Was ist passiert? Eichhöfer fotografierte im Mai 2013 Straßenszenen am Berliner Zoologischen Garten. Einige Fotos wurden Teil einer Ausstellung. Das Problem daran: Auf einem Bild ist eine Frau zu sehen, die sowohl den Fotografen als auch die Galerie auf Schmerzensgeld verklagte – denn sie sieht ihre Persönlichkeitsrechte verletzt. Das Geld wurde ihr vor dem Landgericht Berlin zwar nicht zugesprochen, doch erkannte das Gericht die verletzten Persönlichkeitsrechte der abgebildeten Frau an. Eichhöfer und sein Anwalt haben bereits angekündigt gegen die Entscheidung vorzugehen und zur Not bis vor das Bundesverfassungsgericht ziehen.

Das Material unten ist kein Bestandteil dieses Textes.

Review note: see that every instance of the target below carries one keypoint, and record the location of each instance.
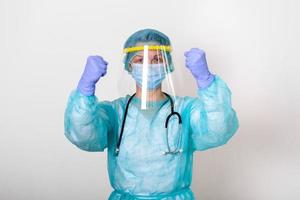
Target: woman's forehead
(151, 53)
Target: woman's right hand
(95, 68)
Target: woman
(149, 155)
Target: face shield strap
(151, 47)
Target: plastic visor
(151, 68)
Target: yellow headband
(140, 48)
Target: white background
(253, 45)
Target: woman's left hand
(196, 63)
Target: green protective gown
(141, 170)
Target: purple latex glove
(95, 68)
(196, 63)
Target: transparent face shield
(151, 68)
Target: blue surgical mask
(156, 74)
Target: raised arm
(88, 122)
(213, 121)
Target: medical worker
(151, 135)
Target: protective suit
(141, 169)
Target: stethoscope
(168, 151)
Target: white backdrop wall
(253, 45)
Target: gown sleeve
(213, 121)
(88, 122)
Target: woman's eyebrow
(157, 55)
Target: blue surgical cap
(146, 36)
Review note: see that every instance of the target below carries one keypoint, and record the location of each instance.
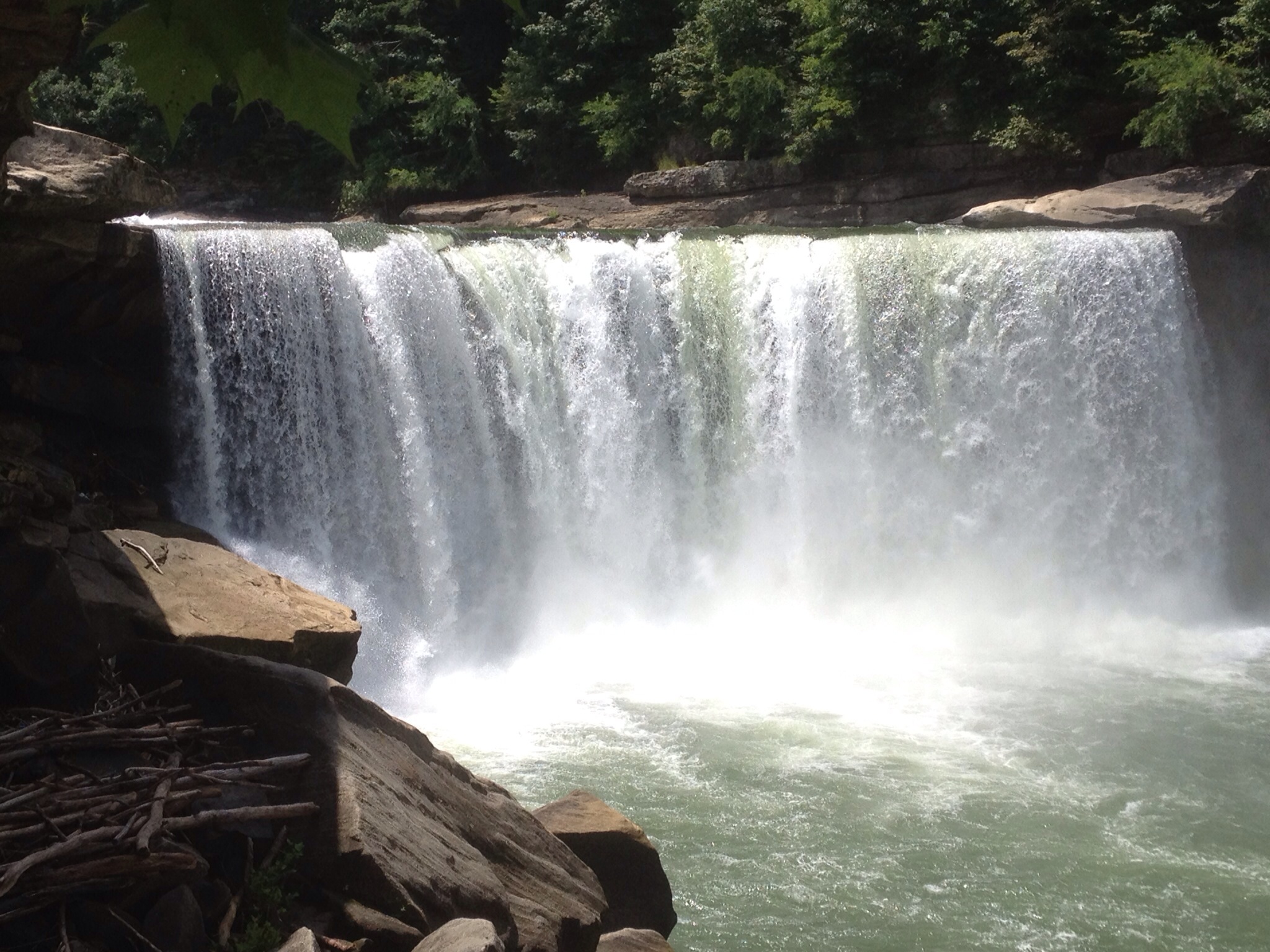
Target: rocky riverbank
(402, 845)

Denn Eichhöfer sieht eine ganze Kunstgattung – die Straßenfotografie – gefährdet, sollten auch höhere Instanzen der Entscheidung des Landgerichts folgen. Sein Schluss daraus: Kein Fotograf dürfte künftig noch Straßenszenen festhalten.
Kunstfreiheit vs. Persönlichkeitsrechte: Was darf Straßenfotografie?
Kunstfreiheit sei ein verfassungsrechtlich geschütztes Gut, argumentieren Eichhöfer und sein Anwalt. Im Grundgesetz (Art. 5) heißt es dazu: „Kunst und Wissenschaft, Forschung und Lehre sind frei“
Ansgar Koreng ist Rechtsanwalt in einer auf Urheber- und IT-Recht spezialisierten Kanzlei, Mitglied im Deutschen Anwaltverein (DAV) und glaubt nicht daran, dass Straßenfotografie generell unzulässig wird. „Ich habe schon den Eindruck, dass die Entscheidung des Gerichtes eine Einzelfallentscheidung ist, die man nicht ohne weiteres generealisieren kann oder sollte.“
Aktuelle Rechtslage zur Straßenfotografie: Bilder ohne Einverständnis möglich
Nach geltendem Recht muss zwischen einer bloßen Aufnahme mit abgebildeten Menschen für den Privatbesitz und der Veröffentlichung dieser unterschieden werden. Ersteres ist erlaubt, letzteres nur mit Einschränkungen. Doch erklärt Ansgar Koreng: „Für die Veröffentlichung von Fotos von Straßenszenen, auf denen Einzelpersonen erkennbar sind, gibt es eine Reihe von Rechtfertigungsmöglichkeiten.“
Welche das sind? Eine Übersicht:
1. Die Einwilligung
Die Einwilligung der abgebildeten Personen ist die sicherste Variante, um als Fotograf ohne rechtliches Nachspiel auszukommen. Man kann die fotografierte Person anschließend fragen, ob das Foto veröffentlich werden darf. Ganz sicher geht man aber nur, wenn man für die Erteilung der Einwilligung entweder einen Zeugen hätte, oder aber eine schriftliche Einverständniserklärung einholt.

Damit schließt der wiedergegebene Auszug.